Namdeb, De Beers' mining joint venture with the government of Namibia, says it has so far missed production targets this year due to problems associated with the slow commissioning of its rehabilitated Elizabeth Bay mine, reports the Namibia Economist.
Year to date, Namdeb has produced 198,000 carats, 30 percent less than the budgeted 283,000 carats, according to General Manager Riaan Burger, who spoke to journalists during a media visit at the mine last week. According to Burger, despite the slow start to the year, the company is still on track to meet its year-end profitability, as Elizabeth Bay is now producing well. In addition, cites the news source, revenue per carat has jumped 34 percent to US$611 from the budgeted U$456.
Namdeb reportedly injected around US$8.4 million (N$70 million) for the rehabilitation of the Elizabeth Bay mine, located south of Luderitz, after shutting it down in 2009 due to profitability problems. With the re-commissioned mine, Namdeb now expects to produce around 300,000 carats there alone out of just under 600,000 carats expected from all land-based operations, according to the Namibia Economist.
Namdeb is also battling to contain high operating costs, which Burger said remains a challenge to profitability and meeting long-term objectives. So far, costs have averaged US$15.2 (N$126) per tonne against a budgeted US$12.9 (N$107).
Meanwhile, Namdeb says it is looking at innovative ways to continue mining its low-grade resource at Daberas to extend the life of mine beyond 2014. Daberas has been operating since 2001.

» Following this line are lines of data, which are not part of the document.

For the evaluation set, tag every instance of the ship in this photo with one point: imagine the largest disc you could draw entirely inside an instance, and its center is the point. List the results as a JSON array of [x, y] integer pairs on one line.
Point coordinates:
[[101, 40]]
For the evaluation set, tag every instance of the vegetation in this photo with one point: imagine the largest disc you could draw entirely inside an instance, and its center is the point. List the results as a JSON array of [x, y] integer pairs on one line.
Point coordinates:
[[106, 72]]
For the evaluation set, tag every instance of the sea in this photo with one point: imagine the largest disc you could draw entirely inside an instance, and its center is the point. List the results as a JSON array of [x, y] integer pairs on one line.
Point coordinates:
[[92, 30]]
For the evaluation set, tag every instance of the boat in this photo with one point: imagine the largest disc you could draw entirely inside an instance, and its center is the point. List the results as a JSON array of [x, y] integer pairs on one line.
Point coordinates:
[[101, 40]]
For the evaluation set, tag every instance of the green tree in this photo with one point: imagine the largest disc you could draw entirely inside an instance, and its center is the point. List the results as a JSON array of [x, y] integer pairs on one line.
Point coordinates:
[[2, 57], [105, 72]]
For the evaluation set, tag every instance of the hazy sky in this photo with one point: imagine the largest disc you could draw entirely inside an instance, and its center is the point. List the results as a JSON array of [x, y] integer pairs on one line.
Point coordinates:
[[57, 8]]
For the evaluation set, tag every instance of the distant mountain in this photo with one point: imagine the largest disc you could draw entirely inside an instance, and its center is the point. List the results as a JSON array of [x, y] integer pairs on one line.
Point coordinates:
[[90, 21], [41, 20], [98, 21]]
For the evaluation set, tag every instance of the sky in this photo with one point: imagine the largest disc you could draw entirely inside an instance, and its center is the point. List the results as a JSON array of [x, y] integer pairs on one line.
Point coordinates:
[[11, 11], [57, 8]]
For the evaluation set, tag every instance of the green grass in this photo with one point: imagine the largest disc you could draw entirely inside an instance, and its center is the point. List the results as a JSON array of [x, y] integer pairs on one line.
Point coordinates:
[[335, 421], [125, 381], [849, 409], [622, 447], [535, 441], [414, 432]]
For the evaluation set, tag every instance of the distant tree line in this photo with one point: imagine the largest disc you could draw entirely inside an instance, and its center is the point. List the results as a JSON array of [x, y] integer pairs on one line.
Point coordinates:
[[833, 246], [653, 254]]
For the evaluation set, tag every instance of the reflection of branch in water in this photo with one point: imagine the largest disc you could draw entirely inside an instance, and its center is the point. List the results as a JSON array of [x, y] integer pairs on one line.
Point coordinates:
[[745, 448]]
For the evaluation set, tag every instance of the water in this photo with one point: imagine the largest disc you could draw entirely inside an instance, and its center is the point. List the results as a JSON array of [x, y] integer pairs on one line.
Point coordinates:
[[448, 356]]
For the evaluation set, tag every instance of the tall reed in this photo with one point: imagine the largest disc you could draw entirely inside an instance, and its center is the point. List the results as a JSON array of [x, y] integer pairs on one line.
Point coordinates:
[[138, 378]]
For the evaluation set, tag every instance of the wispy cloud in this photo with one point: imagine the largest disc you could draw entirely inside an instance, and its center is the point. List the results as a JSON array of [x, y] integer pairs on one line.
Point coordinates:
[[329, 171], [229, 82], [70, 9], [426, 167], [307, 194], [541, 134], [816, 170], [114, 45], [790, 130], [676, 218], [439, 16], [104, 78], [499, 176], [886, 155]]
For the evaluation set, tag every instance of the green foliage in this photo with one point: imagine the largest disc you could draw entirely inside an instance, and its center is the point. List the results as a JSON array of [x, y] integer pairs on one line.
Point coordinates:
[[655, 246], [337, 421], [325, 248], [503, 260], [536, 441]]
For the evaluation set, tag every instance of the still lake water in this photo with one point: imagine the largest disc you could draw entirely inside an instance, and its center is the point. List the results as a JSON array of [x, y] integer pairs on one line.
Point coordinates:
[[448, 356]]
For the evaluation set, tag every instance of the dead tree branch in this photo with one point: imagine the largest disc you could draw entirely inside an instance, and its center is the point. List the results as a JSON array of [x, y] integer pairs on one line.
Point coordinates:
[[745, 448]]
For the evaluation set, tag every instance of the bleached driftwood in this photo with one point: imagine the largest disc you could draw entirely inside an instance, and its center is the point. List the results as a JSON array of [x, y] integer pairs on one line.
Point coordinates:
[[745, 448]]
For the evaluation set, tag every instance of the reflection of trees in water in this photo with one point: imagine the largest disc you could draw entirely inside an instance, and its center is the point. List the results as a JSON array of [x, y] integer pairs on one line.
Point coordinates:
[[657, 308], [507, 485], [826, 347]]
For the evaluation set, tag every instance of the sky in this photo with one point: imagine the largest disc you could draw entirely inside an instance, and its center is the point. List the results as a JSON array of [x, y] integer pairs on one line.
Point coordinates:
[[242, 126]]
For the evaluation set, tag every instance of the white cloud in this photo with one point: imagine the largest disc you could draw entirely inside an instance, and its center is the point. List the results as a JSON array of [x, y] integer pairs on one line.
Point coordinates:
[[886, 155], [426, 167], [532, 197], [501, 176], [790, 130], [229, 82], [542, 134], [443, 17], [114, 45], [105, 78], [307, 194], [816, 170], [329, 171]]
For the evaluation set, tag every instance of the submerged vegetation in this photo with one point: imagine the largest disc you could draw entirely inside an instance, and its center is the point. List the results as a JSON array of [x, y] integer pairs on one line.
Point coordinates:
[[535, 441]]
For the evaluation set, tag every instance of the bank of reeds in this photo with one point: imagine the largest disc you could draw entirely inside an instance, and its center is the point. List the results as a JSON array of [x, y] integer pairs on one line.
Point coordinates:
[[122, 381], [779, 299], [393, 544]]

The diamond producer is reportedly looking at new technology being developed that will allow mining operations to continue at Daberas, probably extending the life of mine until 2020 when the current mining license expires. The new technology is said to entail lower costs, innovative techniques and enable higher throughput rates, according to the news report.
Namdeb treats 2.8 million tonnes of ore per year at Daberas mine, recovering between 35,000 and 50,000 carats. For every 100 tonnes treated, anything between 0.5 and 1 carat is recovered, reports the news source, which adds that although the resource is considered low grade, diamonds produced at the mine located near the Orange River mouth, are of high value.